Miller's project and Captain John Schank's unsuccessful attempt at a canal steam tug had come to the attention of Thomas, Lord Dundas, Governor of the Forth and Clyde Canal Company, and at a meeting of the canal company's directors on 5 June 1800 approved his proposals on the basis of "a model of a boat by Captain Schank to be worked by a steam engine by Mr Symington".
The boat was built by Alexander Hart at Grangemouth to Symington's design with a vertical cylinder engine and crosshead transmitting power to a crank driving the paddlewheels. Trials on the River Carron in June 1801 were successful. This first boat may have been named the Charlotte Dundas and the trials apparently included towing sloops from the river Forth up the Carron and thence along the Forth and Clyde Canal. There was concern about wave damage to the canal banks, and possibly the boat was found to be underpowered on the canal, so the canal company refused further trials.
The Charlotte Dundas
In 1801 Symington patented a horizontal steam engine directly linked to a crank, and got the support of Lord Dundas for a second steamboat which would become famous as the Charlotte Dundas, named in honour of his Lordship's daughter.
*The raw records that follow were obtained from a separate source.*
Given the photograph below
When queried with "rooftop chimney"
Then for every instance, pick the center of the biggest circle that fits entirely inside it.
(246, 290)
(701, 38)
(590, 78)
Symington designed a new hull around his this powerful horizontal engine, with the crank driving a large paddle wheel in a central upstand in the hull, aimed at avoiding damage to the canal banks. The new boat was 56 ft (17.1 m) long, 18 ft (5.5 m) wide and 8 ft (2.4 m) depth, with a wooden hull. After a model of the boat was made and shown to Lord Dundas, the boat was built by John Allan, and the engine by the Carron Company.
The first sailing was on the canal in Glasgow on 4 January 1803, with Lord Dundas and a few of his relatives and friends on board. After some improvements, in March 1803 the Charlotte Dundas towed two 70 ton barges 30 km (almost 20 miles) along the Forth and Clyde Canal to Glasgow, and despite "a strong breeze right ahead" which stopped all other canal boats it took only nine and a quarter hours, giving an average speed of about 3 km/h (2 mph). This demonstrated the practicality of steam power for towing boats.
End of the project
Plans to introduce boats on the Forth and Clyde canal were thwarted, largely by fears of erosion of the banks, and a project to build tug boats for the Bridgewater Canal had ended with the Duke of Bridgewater's death a few days before the March trial. The Charlotte Dundas was left in a backwater of the canal at Bainsford until it was broken up in 1861. Symington was not paid all he had invested in construction of the Charlotte Dundas and was left disappointed, but the development of steamboats was continued by others including Robert Fulton in the United States and Henry Bell in Scotland.